At the database level, the sub-partition count is available in both the Information Schema distributed_databases and view mv_distributed_databases_status tables.

singlestore> SELECT * FROM information_schema.distributed_databases;
+-------------+---------------+----------------+--------------------+------------+-------------+---------+--------------------+-----------+---------+
| DATABASE_ID | DATABASE_NAME | NUM_PARTITIONS | NUM_SUB_PARTITIONS | CLUSTER_ID | REMOTE_NAME | IS_SYNC | IS_SYNC_DURABILITY | IS_PAUSED | SITE_ID |
+-------------+---------------+----------------+--------------------+------------+-------------+---------+--------------------+-----------+---------+
|           4 | db            |              3 |                 24 |          0 |             |       1 |                  0 |         0 |       1 |
+-------------+---------------+----------------+--------------------+------------+-------------+---------+--------------------+-----------+---------+

In the NUM_SUB_PARTITIONS column, the databases with a non-zero value have Flexible Parallelism enabled.

At the query level, you can tell whether a query is using Flexible Partitioning via Query Plan Operators.
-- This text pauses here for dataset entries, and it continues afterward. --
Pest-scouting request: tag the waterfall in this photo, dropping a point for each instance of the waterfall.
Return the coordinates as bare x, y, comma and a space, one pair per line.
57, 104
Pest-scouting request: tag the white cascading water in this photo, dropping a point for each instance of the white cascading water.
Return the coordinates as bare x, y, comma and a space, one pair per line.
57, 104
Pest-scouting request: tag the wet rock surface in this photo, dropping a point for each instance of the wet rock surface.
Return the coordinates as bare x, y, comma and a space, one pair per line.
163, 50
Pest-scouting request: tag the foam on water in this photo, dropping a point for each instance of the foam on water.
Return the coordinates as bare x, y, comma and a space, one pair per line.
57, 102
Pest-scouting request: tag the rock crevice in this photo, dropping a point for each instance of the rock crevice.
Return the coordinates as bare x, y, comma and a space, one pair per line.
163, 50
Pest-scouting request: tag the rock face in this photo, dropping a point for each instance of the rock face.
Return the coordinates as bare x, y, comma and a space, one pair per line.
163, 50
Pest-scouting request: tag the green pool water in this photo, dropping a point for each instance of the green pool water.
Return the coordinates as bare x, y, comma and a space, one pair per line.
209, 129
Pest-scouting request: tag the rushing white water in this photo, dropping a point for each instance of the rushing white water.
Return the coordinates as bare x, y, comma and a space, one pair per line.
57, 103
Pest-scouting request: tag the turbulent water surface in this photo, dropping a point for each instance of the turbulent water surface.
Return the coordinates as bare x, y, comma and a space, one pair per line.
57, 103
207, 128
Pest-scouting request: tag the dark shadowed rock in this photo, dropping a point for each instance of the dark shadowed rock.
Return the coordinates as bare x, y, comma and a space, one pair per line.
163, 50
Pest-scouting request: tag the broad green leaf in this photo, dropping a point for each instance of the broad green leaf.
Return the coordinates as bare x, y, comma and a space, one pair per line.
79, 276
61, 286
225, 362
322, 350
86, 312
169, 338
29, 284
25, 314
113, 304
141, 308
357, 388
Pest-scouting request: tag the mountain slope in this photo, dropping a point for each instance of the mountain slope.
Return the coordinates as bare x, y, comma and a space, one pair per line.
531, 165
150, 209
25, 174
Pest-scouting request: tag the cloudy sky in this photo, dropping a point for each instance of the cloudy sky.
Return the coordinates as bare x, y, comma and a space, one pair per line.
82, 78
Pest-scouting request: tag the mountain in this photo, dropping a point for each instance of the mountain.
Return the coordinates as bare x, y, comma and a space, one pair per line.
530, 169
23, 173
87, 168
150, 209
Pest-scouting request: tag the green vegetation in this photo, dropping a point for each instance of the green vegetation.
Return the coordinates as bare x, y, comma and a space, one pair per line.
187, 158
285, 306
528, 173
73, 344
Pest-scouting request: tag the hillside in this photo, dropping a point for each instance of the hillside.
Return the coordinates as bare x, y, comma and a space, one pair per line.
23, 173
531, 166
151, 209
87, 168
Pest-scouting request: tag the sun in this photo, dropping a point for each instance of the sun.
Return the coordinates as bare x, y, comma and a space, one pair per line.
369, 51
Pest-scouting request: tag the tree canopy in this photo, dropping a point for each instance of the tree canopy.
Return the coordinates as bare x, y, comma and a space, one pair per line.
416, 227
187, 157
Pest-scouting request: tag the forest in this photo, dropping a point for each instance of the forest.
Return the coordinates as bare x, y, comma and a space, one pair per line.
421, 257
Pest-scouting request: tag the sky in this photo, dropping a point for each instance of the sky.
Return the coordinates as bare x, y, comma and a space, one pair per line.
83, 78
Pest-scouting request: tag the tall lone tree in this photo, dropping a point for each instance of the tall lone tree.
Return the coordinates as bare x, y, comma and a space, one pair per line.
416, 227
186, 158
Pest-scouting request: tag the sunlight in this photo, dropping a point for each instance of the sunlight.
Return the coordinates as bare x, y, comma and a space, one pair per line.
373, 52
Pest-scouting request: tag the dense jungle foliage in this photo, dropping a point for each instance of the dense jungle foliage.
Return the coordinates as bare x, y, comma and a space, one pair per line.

When node_degree_of_parallelism is set, the parallelism level is shown in Explain or Profile operations like Gather, GatherMerge, Project, Repartition, Broadcast, and MaterializedCTE where parallelism_level is either partition, subpartition, or segment:

partitions:all parallelism_level:segment
partitions:all parallelism_level:partition
partitions:all parallelism_level:subpartition

A value of partition indicates one thread per database partition (Flexible Parallelism is not enabled).

The values sub_partition and segment both mean Flexible Parallelism is used for the node. The difference between sub_partition and segment is the granularity of work items in the query threads. In the sub_partition case, each thread scans a pre-computed range (a set of sub-partitions). For the segment case, there is not a pre-computed split of work across threads; therefore, as each thread finishes its work, it will try to get one more segment to scan.

Basically, the segment level parallelism allows threads that finish their work earlier to help with other threads (at a segment granularity), while sub-partition level parallelism does not allow that (each thread scans a set of sub-partitions assigned to it during the query).